A Rusted Future
This week I had the pleasure of reading two post-apocalyptic short stories. The first of these was There will come soft rains by Ray Bradbury. From the get go, this story drew me in with a full immersion into the destroyed post-apocalyptic world that it took place in. Bradbury’s choice of diction made the world come alive with vivid details and descriptions. Rather than coming from a character’s point of view (there isn’t anyone around for that) or describing plainly what had happen to the world, he leaves the reader to piece it together through little vignettes and the processes of a day. The reader is inserted straight into the “action” of an eerily lonesome domestic routine. What I really enjoyed about Bradbury’s short story was how he so perfectly captured the sense of emptiness that the world had with the absence of humans. It was almost sad to see the house continue to function as if people were there, almost as if it missed having a purpose and company. This was emphasized by the use of human words and qualities when describing the last standing home as it went about its work and ultimately was destroyed. The house “died” and fell away with human voices that were recorded, like it had its own parting words. This was a haunting short story but I also couldn’t stop thinking about the house just like it in the children’s show, Roly Poly Oly. I’m not sure if that makes it more light-hearted or even more tragic to imagine, but the idea of a home that is automated and cares for human’s every needs is an interesting one that may come to fruition in the future.

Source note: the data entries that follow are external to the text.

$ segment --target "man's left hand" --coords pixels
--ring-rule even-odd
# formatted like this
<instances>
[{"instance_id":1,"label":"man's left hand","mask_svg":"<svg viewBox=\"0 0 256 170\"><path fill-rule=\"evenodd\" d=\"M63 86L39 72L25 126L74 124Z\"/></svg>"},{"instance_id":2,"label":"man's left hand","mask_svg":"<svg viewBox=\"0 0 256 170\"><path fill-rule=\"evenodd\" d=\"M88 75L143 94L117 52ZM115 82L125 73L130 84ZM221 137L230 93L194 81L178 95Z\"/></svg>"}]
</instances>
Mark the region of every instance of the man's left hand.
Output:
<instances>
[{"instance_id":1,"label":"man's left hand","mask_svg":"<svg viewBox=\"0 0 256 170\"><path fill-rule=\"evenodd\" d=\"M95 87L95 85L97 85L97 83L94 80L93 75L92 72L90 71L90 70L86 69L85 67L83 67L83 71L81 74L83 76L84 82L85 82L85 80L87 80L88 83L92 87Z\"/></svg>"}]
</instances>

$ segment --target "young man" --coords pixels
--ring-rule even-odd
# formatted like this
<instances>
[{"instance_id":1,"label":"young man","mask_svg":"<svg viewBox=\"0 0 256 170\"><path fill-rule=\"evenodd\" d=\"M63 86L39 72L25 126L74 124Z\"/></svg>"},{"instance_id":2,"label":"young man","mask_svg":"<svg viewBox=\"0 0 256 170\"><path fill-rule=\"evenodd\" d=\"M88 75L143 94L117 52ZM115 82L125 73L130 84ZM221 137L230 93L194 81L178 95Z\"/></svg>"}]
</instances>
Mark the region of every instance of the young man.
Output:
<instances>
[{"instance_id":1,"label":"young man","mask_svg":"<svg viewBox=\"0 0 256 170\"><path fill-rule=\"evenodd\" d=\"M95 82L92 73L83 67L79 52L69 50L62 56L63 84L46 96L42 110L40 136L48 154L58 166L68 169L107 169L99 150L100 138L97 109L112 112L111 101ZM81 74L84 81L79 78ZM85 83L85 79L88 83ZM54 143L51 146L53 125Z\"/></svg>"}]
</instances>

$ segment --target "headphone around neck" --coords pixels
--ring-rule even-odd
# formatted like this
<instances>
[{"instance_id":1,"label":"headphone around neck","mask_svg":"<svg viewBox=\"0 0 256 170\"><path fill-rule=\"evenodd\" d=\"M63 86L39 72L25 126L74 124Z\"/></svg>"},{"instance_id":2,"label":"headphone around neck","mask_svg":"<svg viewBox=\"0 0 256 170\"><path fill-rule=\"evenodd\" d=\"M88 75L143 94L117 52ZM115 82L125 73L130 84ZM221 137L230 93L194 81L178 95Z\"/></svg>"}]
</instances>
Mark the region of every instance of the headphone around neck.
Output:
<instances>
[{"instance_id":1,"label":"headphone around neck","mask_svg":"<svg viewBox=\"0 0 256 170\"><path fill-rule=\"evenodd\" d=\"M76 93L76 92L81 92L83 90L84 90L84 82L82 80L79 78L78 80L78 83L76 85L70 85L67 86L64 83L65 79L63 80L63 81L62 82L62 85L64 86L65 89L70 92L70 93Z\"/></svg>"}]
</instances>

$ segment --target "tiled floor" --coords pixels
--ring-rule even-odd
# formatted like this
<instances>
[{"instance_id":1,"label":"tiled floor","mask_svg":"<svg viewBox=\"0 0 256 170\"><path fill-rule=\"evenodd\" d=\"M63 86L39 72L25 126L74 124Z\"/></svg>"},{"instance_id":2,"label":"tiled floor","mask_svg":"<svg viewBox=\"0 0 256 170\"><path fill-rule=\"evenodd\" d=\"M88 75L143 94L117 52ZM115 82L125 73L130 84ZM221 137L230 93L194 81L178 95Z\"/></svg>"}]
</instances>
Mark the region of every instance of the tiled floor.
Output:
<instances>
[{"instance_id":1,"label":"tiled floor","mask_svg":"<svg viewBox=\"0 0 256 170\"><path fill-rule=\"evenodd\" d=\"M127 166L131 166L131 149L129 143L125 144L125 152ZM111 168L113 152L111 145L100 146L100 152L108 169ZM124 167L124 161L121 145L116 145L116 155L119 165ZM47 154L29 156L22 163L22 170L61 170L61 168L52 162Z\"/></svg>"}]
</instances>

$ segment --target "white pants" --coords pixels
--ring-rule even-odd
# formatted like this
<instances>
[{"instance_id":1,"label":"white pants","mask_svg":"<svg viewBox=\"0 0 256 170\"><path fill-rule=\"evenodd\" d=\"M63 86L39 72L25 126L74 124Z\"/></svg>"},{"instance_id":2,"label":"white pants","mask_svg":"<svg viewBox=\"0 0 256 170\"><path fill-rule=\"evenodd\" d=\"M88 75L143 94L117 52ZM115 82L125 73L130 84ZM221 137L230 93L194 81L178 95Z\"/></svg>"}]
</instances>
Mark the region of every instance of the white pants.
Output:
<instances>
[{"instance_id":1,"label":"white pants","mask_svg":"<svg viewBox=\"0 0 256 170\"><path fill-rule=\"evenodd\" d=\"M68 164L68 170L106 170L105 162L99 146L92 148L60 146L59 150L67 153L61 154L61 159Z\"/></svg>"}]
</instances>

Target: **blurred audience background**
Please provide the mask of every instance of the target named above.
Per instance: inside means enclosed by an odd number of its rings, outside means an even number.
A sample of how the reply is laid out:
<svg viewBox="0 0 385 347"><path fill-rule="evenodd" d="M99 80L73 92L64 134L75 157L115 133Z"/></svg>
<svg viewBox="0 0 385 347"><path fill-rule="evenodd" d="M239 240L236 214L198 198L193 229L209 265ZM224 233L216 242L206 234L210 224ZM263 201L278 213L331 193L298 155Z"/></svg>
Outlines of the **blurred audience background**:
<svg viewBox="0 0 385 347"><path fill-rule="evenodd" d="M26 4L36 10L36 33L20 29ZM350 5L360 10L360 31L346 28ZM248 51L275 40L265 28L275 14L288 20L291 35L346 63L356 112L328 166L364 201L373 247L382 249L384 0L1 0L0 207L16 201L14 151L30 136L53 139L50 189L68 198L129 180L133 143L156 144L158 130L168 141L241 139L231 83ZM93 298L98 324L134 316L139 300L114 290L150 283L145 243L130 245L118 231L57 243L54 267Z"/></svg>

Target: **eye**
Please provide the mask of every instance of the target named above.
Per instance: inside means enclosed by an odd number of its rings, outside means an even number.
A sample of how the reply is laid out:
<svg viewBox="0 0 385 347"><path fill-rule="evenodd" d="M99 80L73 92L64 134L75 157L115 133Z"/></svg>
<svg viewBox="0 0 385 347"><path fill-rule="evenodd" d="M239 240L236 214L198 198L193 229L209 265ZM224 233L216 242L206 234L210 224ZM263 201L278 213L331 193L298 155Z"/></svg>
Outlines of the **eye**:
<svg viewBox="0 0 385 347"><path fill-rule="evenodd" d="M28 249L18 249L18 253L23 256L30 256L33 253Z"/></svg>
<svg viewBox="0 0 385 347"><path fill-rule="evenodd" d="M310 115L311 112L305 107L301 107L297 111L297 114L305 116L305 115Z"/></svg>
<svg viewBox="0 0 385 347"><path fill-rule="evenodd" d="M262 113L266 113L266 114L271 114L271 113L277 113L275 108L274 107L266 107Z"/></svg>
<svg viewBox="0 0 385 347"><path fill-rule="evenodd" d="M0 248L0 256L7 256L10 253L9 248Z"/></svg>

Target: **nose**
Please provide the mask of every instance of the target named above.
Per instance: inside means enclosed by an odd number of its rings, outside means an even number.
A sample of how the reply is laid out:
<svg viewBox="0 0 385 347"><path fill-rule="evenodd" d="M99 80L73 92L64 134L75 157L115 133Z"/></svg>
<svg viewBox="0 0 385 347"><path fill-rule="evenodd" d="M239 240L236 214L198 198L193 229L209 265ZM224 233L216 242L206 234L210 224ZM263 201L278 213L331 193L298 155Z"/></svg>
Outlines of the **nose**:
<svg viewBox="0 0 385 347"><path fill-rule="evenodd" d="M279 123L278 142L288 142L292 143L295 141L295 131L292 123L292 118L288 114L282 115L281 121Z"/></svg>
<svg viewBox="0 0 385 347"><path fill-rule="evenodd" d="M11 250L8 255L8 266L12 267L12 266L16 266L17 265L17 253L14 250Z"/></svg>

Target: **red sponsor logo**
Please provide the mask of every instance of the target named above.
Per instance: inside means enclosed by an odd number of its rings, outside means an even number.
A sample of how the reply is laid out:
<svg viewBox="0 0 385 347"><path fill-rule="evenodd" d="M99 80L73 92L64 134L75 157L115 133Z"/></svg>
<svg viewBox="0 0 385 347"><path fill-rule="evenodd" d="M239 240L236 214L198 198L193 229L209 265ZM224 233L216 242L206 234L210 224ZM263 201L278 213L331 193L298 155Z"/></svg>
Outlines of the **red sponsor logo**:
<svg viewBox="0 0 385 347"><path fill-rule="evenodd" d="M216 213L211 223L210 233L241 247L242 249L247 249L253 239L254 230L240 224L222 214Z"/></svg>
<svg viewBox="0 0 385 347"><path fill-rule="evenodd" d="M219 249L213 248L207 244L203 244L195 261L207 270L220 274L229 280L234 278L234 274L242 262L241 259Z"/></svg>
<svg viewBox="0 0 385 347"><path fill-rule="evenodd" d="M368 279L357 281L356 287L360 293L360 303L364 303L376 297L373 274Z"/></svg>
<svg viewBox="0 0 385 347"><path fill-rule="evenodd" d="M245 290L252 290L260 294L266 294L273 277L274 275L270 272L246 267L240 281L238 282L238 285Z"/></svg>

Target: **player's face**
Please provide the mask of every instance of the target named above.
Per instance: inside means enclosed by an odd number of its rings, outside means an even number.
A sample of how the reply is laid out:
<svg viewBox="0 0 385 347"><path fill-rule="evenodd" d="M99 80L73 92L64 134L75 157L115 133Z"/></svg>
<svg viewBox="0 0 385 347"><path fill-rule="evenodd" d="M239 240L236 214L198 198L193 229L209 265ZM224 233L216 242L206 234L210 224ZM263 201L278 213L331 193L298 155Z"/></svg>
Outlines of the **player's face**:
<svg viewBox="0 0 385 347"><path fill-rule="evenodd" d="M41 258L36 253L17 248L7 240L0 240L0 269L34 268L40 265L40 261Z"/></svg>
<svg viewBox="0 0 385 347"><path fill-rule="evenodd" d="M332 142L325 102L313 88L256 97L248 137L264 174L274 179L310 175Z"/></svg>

The second story I read was The Defenders by Philip K. Dick. I was excited to read something by Philip K. Dick because he wrote the book that Blade Runner was based on and I decided not to choose that book for our semester long reading. This then was my first taste of Dick’s writing. I enjoyed this story for the sense of anticipation and suspense that it built up. At first, I thought that I was going to be able to call all the twists and turns coming. The narrative seemed linear and I had already guessed that the leadys were acting independently above ground. However, I thought that they were living selfishly and enjoying a humanless world. Dick’s writing was surprisingly optimistic and hopeful. This short story was another case of jumping right into the action. There was no lengthy exposition or history lesson on how the world ended and how they got to where they were. Instead, you learned information as you needed it and as you went along. This story was also striking to me because it had elements that connected with today’s issues. Maybe humans WILL end up underground while a nuclear war is being fought above ground with the Russians. It’s possible. Unfortunately, I don’t think we’ll have wise and selfless robot minions to take care of the world and prepare us for a utopic future if that does happen. I always love robots being shown in a positive light, though, so I was happy to see a positive ending with helpful robot buddies.
These two stories showed very opposing sides to how technology could impact our post-apocalyptic lives. On one hand, technology could die alongside us and wither away in an empty world with no purpose. On the other, technology could be a saving grace and protect us. It’ll be curious to say just which way the real world trends.